New hope for Batten disease sufferers

Investigators at the University of Rochester Medical Center have uncovered a promising drug therapy that offers a ray of hope for children with Batten disease - a rare neurodegenerative disease that strikes seemingly healthy kids, progressively robs them of their abilities to see, reason and move, and ultimately kills them in their young twenties.

The study, highlighted in the January edition of Experimental Neurology, explains how investigators improved the motor skills of feeble mice that model the disease, helping them to better their scores on successive coordination tests.

“No treatment currently exists for these kids – nothing to halt the disease, or even to slow it down,” said one of the study's authors, David Pearce, Ph.D., a nationally renowned Batten disease expert and biochemist at the University of Rochester . His team has published more than 50 studies on the disease's basic mechanisms.

“Since deterioration of motor skills is the rule – in fact, it's one of the primary symptoms in children with the disease – the idea that these functions might be able to be partially restored or improved is groundbreaking,” Pearce said.

Last year, University of Rochester researchers discovered that, in mice with the disease, a set of the brain's receptor cells – known as the AMPA receptors – were unusually sensitive to glutamate, a neurotransmitter vital for learning and memory. These ‘super-ticklish' receptors were located in the cerebellum, a brain region that plays a hefty role in sensory perception and motor control.

“For us, their abnormal activity made them key suspects in the brain dysfunction and neurological decline associated with the disease,” Pearce said.

To test that, researchers administered a drug that partially blocks these receptors and dims their activity.

Impressively, when diseased mice that received the drug, they – for the first time – became able to better their scores on successive coordination tests.

And, though they never reached the same level of nimbleness as healthy mice did, they were fierce candidates for the title of “most improved players.” Over the course of the testing, they achieved nearly the same degree of improvement in their before and after coordination scores as healthy mice did. In fact, almost second for second.

“It seems we may have corrected some sort of motor learning deficit in the diseased mice,” Pearce said.

While optimistic about these findings, Pearce stressed the importance of reminding affected families that this work is preliminary.

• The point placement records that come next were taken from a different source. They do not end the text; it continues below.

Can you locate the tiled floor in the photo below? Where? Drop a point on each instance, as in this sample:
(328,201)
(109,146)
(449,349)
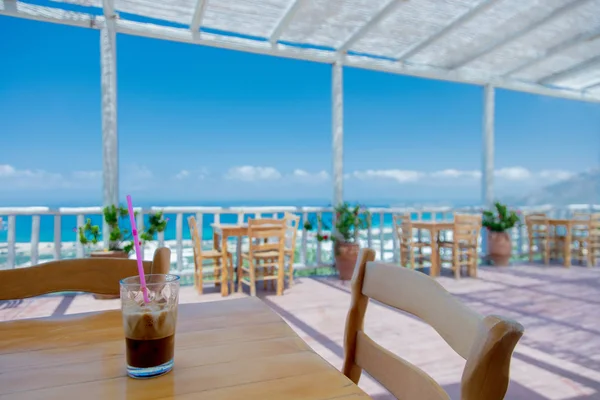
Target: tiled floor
(557,358)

“Much research is yet needed,” Pearce said. “The prospect of offering this sort of investigational medicine to affected children is still years out.”

Still, he is further encouraged that a drug called Talampanel – very similar to the blocking compound used by his team in Rochester – is currently in phase II clinical trials for treating epileptic seizures.

Unlike most anticonvulsants, which typically target cells known as NMDA receptors, Talampanel works by partially blocking AMPA receptors.


“This orally active new drug would be an obvious choice for clinical trials with juvenile Batten disease patients,” Pearce said. “Especially since they routinely suffer seizures, as well.”

Though only 150 children in the United States suffer Batten disease, Pearce is hopeful that this research will also likely also inform research efforts for a dozen or so of its cousins – other uncommon genetic diseases, each characterized by a glitch with the cell's toxin-ridding mechanisms, the lysosomes.

Some of these lysosomal-storage diseases, as they're called, include Krabbe disease (to which Buffalo Bills quarterback Jim Kelly lost his son, Hunter, in 2005), Tay-Sachs and metchromatic leukodystrophy.

“Our research might indeed open doors for learning how other neurological disorders might benefit from drugs that regulate AMPA receptors,” Pearce said.

Co-author Attila Kovács, Ph. D., assistant research professor in the Department of Biochemistry and Biophysics at the University of Rochester , contributed to this investigation, which was funded by National Institutes of Health and the Luke and Rachel Batten Foundation.